Если бы в результате какой-то невероятной исторической катастрофы, вроде той, которую предполагает Владимир Соловьев в своих «Трех разговорах», папа римский был бы изгнан из Рима и должен был бы искать себе приюта хоть на тех же Филиппинах, то какая-нибудь новейшая церковь на Филиппинах была бы для католика равнозначна собору Святого Петра.
Да, святость места — это вопрос благочестивого чувства, святой традиции, но он не имеет абсолютного значения. Возможно, тут есть какая-то связь с тем, что христианство, можно сказать, привыкло за время своего существования терять целые народы и целые земли, но все время приобретать что-то новое. Большой вопрос — что христианству исторически больше шло на пользу: его внешние успехи или внешние поражения?
Поклонение на всяком месте «в духе и истине» ставит вопрос о святом месте для христианина в особый контекст; в конце концов, для него любая самая скромная деревенская церковь, где есть алтарь и можно служить литургию, то же самое и даже еще большее, по вере христианина, нем этот единственный ветхозаветный Храм был для иудея.
Очень важно (и тут мы возвращаемся к нашей главной теме — к культуре) соотношение между христианской верой и арсеналом послеантичной культуры, которую христианство получило как должное, усвоило и с которым начало свой исторический путь. Здесь надо исходить из двух взаимосвязанных величин: греческой философии и римской юридической традиции.
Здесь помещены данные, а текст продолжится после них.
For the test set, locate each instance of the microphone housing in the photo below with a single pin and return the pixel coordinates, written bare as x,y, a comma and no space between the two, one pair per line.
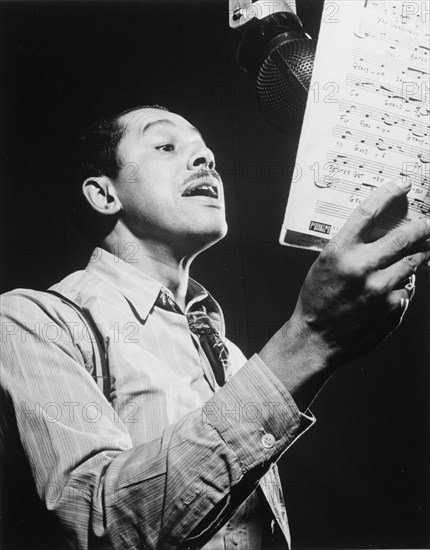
279,55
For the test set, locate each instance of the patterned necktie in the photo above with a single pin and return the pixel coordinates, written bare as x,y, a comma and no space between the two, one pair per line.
210,340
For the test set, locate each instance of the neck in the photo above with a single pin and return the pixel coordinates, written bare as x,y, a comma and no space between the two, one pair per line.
156,260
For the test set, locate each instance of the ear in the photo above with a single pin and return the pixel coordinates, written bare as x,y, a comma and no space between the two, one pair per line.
101,194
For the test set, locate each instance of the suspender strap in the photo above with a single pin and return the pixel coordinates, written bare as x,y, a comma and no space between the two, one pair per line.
100,371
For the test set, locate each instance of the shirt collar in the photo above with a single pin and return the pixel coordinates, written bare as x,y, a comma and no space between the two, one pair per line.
141,290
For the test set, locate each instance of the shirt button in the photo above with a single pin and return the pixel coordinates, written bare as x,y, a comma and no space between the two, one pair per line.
268,441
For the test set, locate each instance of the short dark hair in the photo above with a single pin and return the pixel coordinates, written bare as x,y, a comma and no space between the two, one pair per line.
96,154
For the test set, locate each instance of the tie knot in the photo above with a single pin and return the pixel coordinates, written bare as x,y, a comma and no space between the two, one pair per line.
200,323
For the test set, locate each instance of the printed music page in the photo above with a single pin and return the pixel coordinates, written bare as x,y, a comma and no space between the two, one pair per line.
366,121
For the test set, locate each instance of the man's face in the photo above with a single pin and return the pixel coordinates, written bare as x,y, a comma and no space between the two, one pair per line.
167,187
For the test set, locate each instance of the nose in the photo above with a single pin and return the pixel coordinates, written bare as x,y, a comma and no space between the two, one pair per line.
201,157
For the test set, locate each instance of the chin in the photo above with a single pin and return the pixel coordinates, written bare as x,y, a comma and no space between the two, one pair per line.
208,238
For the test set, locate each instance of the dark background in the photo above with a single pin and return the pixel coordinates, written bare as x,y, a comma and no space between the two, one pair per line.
360,477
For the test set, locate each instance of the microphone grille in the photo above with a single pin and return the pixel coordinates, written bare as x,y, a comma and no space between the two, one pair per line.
283,82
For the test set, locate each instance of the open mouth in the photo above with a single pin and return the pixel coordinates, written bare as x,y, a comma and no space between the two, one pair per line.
203,189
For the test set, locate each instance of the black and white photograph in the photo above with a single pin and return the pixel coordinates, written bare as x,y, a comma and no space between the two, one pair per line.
215,275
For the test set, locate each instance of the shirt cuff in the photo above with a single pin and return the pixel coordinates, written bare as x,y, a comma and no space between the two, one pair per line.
255,415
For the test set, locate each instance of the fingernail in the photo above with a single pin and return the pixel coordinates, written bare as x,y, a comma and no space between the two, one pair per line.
404,182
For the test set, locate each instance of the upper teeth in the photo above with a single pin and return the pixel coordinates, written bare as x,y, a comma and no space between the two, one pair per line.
203,186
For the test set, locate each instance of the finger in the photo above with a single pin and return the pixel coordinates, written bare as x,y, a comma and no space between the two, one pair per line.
397,275
368,211
398,301
399,243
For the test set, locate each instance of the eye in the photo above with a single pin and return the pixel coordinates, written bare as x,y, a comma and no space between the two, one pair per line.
167,147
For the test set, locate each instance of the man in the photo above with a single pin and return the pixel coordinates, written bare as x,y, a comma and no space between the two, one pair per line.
181,451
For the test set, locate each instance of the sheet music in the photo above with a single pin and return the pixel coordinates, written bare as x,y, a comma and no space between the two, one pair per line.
366,121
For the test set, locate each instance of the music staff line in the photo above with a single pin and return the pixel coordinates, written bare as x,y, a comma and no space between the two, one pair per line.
376,168
383,62
362,190
382,144
344,212
388,119
367,30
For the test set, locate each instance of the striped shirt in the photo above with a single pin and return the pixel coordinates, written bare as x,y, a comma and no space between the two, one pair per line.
169,459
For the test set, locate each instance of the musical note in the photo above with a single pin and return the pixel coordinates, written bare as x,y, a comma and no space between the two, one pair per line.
378,129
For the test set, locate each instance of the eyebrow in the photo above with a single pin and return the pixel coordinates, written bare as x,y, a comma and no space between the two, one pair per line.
164,122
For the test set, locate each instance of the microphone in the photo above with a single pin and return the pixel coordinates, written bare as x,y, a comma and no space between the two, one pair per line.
276,51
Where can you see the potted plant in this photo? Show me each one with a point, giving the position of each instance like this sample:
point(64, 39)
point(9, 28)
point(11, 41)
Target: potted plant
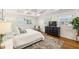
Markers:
point(75, 23)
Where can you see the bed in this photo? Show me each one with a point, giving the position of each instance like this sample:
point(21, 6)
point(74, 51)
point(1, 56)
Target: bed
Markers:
point(26, 39)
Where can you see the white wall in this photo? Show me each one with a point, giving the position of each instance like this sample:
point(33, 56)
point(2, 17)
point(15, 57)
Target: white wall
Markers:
point(11, 15)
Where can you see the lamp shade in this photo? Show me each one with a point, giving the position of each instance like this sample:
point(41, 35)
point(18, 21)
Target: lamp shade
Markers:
point(5, 27)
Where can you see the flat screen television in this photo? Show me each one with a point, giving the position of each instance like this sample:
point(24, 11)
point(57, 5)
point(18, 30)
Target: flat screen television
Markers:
point(52, 23)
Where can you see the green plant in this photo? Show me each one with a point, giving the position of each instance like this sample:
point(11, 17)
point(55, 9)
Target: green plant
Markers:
point(75, 23)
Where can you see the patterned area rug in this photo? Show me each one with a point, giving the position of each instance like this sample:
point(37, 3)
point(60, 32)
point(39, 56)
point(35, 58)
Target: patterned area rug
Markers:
point(48, 43)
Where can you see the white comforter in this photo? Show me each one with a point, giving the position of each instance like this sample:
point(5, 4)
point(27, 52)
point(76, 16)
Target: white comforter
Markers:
point(27, 39)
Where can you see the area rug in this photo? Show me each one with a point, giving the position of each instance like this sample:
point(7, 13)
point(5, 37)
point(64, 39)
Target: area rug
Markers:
point(48, 43)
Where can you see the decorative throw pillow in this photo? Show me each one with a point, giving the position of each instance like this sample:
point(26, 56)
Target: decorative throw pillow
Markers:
point(22, 30)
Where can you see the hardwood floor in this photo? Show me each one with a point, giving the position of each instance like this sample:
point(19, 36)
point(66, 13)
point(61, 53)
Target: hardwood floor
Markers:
point(68, 44)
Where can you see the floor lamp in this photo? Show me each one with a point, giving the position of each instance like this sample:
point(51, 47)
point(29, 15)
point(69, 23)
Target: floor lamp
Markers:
point(5, 27)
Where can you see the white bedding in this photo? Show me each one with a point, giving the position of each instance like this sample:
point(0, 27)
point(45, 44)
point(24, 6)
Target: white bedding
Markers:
point(26, 39)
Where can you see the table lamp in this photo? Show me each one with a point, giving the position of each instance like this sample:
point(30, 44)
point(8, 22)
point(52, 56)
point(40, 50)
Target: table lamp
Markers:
point(5, 27)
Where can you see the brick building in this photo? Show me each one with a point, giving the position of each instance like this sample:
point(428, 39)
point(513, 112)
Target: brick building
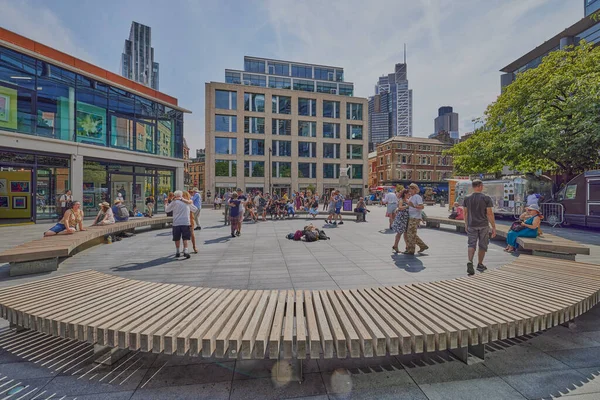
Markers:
point(403, 160)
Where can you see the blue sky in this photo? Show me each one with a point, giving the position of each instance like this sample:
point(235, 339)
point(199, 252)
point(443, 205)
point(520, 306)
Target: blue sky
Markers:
point(455, 47)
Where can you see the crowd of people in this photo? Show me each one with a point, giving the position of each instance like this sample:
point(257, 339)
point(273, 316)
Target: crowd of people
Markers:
point(404, 210)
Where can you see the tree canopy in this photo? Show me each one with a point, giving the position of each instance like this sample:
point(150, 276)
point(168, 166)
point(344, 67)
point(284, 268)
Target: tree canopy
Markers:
point(547, 119)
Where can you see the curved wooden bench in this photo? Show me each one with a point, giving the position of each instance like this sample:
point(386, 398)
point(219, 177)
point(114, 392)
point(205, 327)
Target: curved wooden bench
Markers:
point(528, 295)
point(545, 245)
point(44, 254)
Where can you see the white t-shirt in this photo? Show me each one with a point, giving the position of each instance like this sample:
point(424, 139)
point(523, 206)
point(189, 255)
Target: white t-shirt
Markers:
point(413, 212)
point(390, 198)
point(532, 199)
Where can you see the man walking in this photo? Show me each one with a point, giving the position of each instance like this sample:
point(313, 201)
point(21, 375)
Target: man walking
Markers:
point(226, 202)
point(415, 208)
point(181, 221)
point(197, 200)
point(479, 215)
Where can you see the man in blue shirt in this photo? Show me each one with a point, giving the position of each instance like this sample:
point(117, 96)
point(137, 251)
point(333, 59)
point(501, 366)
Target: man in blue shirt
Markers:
point(197, 201)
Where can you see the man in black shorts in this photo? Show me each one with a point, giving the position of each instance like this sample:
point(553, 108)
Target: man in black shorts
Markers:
point(181, 209)
point(479, 215)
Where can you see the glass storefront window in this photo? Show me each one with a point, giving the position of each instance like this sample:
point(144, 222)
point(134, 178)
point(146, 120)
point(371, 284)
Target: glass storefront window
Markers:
point(90, 119)
point(145, 137)
point(39, 98)
point(55, 102)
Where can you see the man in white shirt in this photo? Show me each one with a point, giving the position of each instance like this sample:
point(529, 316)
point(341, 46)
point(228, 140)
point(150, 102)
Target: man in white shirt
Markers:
point(181, 221)
point(391, 201)
point(415, 209)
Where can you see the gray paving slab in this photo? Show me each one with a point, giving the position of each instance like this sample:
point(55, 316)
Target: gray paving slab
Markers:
point(550, 383)
point(271, 388)
point(476, 389)
point(209, 391)
point(521, 359)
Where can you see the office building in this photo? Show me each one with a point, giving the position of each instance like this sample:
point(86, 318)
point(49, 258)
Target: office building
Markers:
point(585, 29)
point(591, 6)
point(137, 60)
point(281, 126)
point(67, 124)
point(403, 160)
point(390, 109)
point(380, 118)
point(447, 121)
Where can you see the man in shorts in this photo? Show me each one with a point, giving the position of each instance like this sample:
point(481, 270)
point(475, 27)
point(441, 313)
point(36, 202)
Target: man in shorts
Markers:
point(479, 215)
point(181, 209)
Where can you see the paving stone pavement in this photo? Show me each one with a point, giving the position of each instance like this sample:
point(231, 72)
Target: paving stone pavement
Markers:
point(559, 362)
point(358, 255)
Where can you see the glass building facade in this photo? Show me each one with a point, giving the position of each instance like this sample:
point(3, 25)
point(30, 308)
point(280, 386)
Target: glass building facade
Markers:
point(42, 99)
point(290, 75)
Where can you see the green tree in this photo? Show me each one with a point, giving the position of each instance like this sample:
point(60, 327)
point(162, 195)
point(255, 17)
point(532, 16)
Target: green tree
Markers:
point(547, 119)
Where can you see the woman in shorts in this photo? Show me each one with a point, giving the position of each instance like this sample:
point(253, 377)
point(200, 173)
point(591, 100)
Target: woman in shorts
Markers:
point(72, 218)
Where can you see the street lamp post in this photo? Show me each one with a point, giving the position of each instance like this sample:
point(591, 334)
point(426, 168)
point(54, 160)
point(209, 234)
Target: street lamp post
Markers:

Скажу о первой. Назовем два имени. Платон, создатель античного идеализма, был одновременно основателем традиции европейской утопии. Он рассуждал об идеальном государстве, критиковал риторику, поэзию и другие явления с точки зрения своих абсолютных критериев. Аристотель отказывается от утопической позиции, как бы внешней по отношению к миру людей; отказывается ставить вопрос, разрешает он, Аристотель, или не разрешает существовать поэзии, риторике и другим феноменам; разрешает ли он существовать политической жизни, как она есть, и социальной жизни, как она есть. Вместо этого он последовательно ставит в своей «Политике», в своей «Поэтике», в своей «Риторике» вопрос о том, как пройти путем наименьшего зла и наибольшего общего блага, исходя из реальности всех наличных универсалий человеческой социальной и культурной жизни.
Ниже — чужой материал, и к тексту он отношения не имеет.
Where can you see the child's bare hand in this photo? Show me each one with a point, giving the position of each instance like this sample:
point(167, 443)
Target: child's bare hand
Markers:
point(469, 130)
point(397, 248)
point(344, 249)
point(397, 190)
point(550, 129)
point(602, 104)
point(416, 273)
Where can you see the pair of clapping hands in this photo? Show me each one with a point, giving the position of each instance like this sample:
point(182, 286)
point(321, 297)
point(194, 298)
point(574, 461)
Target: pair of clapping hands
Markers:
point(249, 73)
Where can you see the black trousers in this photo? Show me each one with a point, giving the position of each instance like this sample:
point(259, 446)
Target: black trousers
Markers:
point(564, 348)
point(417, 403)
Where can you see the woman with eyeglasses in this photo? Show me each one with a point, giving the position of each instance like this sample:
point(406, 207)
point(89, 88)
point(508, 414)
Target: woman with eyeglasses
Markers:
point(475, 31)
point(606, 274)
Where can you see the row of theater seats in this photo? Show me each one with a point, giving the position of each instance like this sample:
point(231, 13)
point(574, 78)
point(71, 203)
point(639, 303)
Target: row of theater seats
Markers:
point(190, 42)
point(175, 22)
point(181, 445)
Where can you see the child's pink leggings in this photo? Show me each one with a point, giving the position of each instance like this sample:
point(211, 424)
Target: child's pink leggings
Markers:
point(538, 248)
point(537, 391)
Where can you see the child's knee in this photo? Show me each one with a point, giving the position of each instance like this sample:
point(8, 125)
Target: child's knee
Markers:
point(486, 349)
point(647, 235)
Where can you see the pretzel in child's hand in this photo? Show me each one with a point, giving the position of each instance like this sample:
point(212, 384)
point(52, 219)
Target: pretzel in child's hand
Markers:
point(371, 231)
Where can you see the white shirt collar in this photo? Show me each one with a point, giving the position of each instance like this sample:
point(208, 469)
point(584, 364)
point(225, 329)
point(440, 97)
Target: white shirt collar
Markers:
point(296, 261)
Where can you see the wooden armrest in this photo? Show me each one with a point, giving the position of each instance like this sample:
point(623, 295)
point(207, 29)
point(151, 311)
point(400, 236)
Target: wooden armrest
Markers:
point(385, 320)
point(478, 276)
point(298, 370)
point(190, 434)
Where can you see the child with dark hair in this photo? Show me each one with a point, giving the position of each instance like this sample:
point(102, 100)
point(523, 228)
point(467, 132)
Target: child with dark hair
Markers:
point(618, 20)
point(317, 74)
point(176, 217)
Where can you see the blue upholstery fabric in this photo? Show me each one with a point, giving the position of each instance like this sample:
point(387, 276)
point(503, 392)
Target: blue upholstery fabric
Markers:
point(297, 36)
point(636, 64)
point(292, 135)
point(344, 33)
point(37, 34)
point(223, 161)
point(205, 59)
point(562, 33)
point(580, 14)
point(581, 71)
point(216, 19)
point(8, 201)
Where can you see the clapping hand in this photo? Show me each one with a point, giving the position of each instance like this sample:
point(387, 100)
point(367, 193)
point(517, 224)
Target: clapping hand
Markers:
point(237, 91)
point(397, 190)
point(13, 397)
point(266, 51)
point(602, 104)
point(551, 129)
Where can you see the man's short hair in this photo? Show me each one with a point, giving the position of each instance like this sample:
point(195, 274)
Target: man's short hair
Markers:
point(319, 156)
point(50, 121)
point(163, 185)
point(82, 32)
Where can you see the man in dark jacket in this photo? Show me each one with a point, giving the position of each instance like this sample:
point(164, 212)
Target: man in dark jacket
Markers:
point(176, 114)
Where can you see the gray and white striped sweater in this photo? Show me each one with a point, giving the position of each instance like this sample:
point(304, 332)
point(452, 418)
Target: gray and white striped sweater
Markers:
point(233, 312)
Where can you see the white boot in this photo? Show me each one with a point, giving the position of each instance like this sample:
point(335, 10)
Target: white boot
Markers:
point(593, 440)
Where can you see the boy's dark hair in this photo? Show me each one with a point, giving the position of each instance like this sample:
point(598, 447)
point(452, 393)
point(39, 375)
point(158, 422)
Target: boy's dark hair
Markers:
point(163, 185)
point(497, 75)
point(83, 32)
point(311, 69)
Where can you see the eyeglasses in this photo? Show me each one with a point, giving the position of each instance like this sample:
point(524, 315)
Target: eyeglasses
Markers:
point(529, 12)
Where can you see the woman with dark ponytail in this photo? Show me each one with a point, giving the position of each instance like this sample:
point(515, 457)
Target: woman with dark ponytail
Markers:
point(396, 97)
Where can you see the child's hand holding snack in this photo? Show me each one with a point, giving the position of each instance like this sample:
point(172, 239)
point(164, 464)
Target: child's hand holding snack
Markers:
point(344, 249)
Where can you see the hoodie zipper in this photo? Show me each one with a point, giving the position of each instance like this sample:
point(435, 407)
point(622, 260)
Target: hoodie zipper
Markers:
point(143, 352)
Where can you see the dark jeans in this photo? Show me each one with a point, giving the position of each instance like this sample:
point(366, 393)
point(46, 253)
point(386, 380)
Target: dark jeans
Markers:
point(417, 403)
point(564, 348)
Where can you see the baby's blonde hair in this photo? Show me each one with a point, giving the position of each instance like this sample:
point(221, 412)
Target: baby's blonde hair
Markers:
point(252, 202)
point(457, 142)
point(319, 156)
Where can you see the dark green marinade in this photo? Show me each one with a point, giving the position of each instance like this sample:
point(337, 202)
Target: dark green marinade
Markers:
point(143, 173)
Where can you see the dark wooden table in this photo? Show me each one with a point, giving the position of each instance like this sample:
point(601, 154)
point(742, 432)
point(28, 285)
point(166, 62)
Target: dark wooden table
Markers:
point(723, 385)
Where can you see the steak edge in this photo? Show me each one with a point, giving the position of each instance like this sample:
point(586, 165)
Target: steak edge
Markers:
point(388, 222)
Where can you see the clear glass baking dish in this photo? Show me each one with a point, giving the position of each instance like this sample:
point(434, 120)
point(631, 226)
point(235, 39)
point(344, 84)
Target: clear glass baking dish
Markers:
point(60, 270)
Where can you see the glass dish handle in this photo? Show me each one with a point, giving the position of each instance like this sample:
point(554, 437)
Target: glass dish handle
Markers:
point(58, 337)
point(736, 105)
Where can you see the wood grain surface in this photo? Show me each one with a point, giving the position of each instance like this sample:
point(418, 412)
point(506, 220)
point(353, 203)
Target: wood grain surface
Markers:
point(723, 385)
В истории католической мысли влияние Аристотеля очень заметно. Европейцы могли бранить Аристотеля, как, скажем, делал это Мартин Лютер, могли не читать его, но простейшие аристотелевские аксиомы уже вошли в их плоть и кровь, дошли до элементов обиходного языка. (Путем анализа лексики западных языков можно доказать универсальное значение Аристотеля для становления западной мысли.)